Fuel ALERT – Is it dangerous to fill your petrol tank in hot weather?

Britain has just experienced 34-degree temperatures in areas of the country last weekend as the summer approaches. The heatwave will likely be a delight a lot of Brits across the nation but it’s not good news for everyone. There are things that can cause motorists an issue on the roads in the summer months if they are not careful. These include things such as not wearing sunglasses while driving or using inappropriate footwear such as flip flops.

In Britain, there is also a myth about filling up your car’s fuel tank. The myth states that you should not fill the car up if the weather is hot as it is dangerous and can damage your vehicle.

Every summer messages appear on social media motorists about the dangers of filling their tank claiming that it can explore.

Here is an example of what these posts typically say: “Warning! Due to increase of temperature in the next days, please don’t fill petrol to the max. It will cause explosion in the fuel tank.

“If u want petrol, then fill to half and leave a space for air. This week 5 explosive accidents happened due to filling petrol to maximum.

“Dont leave the msg stop here. Let others and your family who drive know about it so they can avoid this mistake…Please DO SHARE THIS MESSAGE.”

However, how much truth is there to this myth? Can you be in any danger if you fill up your car’s fuel tank in summer?

Drivers should not worry about filling up their car and the rumour has been debunked.

RAC spokesperson Rod Dennis previously said: “There is no truth in this. All fuel systems on passenger vehicles are designed to cope with any expansion of fuel, or vapour coming from the fuel.
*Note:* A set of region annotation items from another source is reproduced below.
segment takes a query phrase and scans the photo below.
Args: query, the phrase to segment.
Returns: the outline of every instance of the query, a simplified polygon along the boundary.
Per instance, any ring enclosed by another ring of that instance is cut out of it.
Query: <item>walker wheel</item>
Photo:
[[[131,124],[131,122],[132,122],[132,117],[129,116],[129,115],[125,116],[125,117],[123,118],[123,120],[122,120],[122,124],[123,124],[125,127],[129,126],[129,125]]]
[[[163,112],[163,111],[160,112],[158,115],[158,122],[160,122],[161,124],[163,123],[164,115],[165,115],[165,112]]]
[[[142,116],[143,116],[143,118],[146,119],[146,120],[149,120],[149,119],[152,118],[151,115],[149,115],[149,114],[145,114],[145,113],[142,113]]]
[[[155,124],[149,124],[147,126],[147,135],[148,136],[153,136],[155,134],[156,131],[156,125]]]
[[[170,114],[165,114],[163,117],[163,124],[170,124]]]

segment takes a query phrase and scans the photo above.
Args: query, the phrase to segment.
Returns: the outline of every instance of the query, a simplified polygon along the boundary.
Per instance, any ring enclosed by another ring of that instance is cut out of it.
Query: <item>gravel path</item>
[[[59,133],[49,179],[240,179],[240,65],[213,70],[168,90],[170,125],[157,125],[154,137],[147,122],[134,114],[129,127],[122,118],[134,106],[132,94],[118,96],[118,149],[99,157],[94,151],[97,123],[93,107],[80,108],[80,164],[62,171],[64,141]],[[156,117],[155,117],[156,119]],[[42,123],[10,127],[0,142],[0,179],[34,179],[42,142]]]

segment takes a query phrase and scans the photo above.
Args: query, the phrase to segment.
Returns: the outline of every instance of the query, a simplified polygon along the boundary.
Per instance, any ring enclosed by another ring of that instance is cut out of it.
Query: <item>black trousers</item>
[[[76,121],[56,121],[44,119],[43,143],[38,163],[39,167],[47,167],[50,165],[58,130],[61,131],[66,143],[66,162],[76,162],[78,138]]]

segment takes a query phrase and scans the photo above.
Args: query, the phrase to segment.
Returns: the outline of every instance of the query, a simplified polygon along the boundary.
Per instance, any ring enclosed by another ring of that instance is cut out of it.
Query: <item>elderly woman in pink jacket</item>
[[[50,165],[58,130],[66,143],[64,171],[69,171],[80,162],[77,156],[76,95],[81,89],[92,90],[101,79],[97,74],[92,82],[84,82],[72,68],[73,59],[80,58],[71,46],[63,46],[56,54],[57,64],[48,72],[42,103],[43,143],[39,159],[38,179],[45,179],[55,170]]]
“There is no risk of explosion from filling up a fuel tank fully and drivers should have no concerns in doing so.

“There’s a much greater risk of drivers running out of fuel when on long journeys, so we’d actually encourage topping up fully where it’s practical to do so.

“We’d recommend people avoid the temptation to share misinformation like this via social media.”

The AA is also in agreement, adding: “This is an old story that often pops up again and again on social media.

“There is no need for anyone to panic – manufacturers design and build cars to operate in all climates and are tested to weather extremes including hot and cold.”

Drivers should be worried about different elements of their car in the summertime as the heat can cause separate issues.

Brakes that overheat can ‘fade’ which means that they ate less effusive and can lead to failure.

In high temperatures, the risk underinflated tyres causing a blowout increases by 60 per cent.